| Google Project Hosting won't compete with SourceForge? really? |
Jul. 28, 2006
Google announced a new Project Hosting service for open source developers, at OSCon in Portland, Ore. on July 27. Project Hosting, which is part of Google Code, is intended to enable developers to upload their own open source projects and search for others.
If that sounds familiar, it should. Greg Stein, a Google engineering manager and chairman of the Apache Software Foundation, explained that Project Hosting is not meant to compete with SourceForge, the popular online community code repository, however.
SourceForge claims to be the world's largest open-source software development website, with more than 100,000 projects and over 1,000,000 registered users
Stein said the Google Project Hosting relies very much on Google's powerful text searching abilities, and cuts away much of the "heavy structure" of hosting sites, which developers don't need.
Still, Project Hosting does enable developers to assign project members, have group communications via Google Groups, provide a summary and labels, and choose a license. It also lets developers manage bugs and tasks and manage code with the Subversion version control system.
Subversion is a version control system that's meant to replace the popular CVS (Concurrent Versions System) in open source community development circles. For example, Subversion versions not only file contents and file existence, but also directories, copies, and renames. It also allows arbitrary metadata (aka properties) to be versioned along with any file or directory.
SourceForge and many other internal and public open-source development sites use CVS.
While publicly, Google insists that it's not competing with the SourceForges of the world, the Project Hosting FAQ tells a somewhat different story.
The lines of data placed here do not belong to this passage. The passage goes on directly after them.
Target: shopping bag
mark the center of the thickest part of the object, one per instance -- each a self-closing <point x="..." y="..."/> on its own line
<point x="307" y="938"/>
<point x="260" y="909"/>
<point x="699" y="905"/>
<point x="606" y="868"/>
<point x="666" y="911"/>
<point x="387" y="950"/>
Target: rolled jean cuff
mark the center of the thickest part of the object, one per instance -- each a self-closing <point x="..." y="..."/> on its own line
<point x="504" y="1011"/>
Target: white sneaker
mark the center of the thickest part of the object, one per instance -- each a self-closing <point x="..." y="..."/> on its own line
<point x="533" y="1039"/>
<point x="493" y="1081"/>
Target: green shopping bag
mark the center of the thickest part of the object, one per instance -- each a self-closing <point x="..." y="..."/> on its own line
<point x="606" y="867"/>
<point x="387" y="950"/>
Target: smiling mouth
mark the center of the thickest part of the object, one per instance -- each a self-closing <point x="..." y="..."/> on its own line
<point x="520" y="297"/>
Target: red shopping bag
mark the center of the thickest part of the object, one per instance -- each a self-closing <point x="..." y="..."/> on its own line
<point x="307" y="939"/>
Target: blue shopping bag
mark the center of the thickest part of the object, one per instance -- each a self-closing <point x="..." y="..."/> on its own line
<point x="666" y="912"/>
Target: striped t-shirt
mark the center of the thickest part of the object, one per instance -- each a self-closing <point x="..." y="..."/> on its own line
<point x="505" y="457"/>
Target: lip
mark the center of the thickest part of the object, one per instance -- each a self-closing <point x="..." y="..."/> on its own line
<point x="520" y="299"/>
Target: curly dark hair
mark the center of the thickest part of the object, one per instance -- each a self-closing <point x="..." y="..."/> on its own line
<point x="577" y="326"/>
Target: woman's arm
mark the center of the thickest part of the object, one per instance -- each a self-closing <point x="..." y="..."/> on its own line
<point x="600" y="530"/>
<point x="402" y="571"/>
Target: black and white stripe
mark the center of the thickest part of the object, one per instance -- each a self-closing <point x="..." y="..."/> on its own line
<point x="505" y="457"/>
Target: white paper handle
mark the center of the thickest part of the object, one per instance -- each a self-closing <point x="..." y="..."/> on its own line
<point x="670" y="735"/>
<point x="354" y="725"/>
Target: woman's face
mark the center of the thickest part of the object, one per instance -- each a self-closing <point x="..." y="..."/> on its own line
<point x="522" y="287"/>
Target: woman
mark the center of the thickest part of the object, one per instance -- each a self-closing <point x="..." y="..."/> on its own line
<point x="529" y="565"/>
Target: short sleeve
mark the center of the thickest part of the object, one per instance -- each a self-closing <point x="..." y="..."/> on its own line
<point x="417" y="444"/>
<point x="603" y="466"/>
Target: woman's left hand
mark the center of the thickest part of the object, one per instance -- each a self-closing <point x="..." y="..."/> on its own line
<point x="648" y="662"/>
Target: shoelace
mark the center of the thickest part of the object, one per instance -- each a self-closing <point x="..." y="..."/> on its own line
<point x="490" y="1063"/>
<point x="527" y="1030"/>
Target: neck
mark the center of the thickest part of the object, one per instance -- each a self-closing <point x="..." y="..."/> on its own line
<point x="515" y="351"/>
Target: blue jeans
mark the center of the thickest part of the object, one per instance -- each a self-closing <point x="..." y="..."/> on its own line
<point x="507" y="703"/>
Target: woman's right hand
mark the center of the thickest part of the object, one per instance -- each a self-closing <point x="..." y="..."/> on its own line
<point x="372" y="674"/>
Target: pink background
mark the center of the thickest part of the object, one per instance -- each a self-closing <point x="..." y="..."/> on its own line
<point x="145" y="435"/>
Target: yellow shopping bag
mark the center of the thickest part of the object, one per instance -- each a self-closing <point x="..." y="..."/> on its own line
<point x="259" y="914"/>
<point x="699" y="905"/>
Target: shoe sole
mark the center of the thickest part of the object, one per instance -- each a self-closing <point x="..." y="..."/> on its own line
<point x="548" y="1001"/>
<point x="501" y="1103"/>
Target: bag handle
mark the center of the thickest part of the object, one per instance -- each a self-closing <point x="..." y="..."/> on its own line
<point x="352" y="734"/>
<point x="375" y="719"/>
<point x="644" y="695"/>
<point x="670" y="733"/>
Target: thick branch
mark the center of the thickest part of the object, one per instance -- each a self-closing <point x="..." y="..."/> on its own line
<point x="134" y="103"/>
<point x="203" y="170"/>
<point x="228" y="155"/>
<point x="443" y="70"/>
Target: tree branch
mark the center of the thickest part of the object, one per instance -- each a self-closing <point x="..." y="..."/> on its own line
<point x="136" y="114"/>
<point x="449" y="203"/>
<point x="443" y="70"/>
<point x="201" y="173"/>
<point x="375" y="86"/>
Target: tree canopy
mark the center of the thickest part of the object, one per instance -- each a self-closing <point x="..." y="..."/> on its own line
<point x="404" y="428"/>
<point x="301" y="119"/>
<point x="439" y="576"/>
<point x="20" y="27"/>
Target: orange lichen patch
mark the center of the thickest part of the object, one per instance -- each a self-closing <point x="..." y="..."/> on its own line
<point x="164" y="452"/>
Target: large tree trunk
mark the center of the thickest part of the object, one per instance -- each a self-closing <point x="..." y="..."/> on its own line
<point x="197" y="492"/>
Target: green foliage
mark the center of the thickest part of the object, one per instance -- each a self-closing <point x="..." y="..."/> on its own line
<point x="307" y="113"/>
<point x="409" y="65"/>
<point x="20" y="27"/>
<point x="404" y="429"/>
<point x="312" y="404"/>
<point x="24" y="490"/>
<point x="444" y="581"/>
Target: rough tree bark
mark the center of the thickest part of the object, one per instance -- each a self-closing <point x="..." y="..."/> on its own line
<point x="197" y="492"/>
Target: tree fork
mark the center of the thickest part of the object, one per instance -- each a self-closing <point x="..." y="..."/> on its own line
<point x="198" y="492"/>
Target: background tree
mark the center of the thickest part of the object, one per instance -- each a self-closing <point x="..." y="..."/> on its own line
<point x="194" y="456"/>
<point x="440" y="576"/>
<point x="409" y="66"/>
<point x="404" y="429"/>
The reason why Google is hosting the site is "to encourage healthy, productive open source communities. Developers can always benefit from more choices in project hosting," according to the FAQ. And why should a developer choose Google? Because its "project-hosting service is simple, fast, reliable, and scalable, so that you can focus on your own open source development."
There are essentially no difference between these goals and those of SourceForge.
Google Project Hosting is not ready to compete on an equal basis with SourceForge yet, though. Google itself admits that "Google Code will have lots of key features at launch, but we may not have all features you want or need for your project. Rather than try to offer every possible feature, we have focused on doing the most important things really well. More features will be added over time, but only when they are ready," the FAQ states.
Eager programmers shouldn't expect some vital features anytime soon. "However, we will not offer the following any time soon: shell accounts, build farm, private projects, nested projects, or multiple alternatives for each type of hosted tool," the FAQ continues.
Ryan Paul of Ars Technica agreed in an early review that Project Hosting not ready for prime time.
"After creating a test project and experimenting with most of the features, I have concluded that the service is far from ready for production use. With the exception of the issue tracking feature which has a very nifty (albeit buggy) filtering list view widget, the interface is plagued with an uncharacteristic lack of useful ajax flourishes," wrote Paul.
That said, while "Right now, Google's new source code hosting service is an island, but properly integrated with GMail, Google Groups, Google Talk, and other relevant services (I can already imagine Google Checkout being used in an elaborate payment system for open source code bounties), the new hosting offering could become a force to be reckoned with," Paul noted.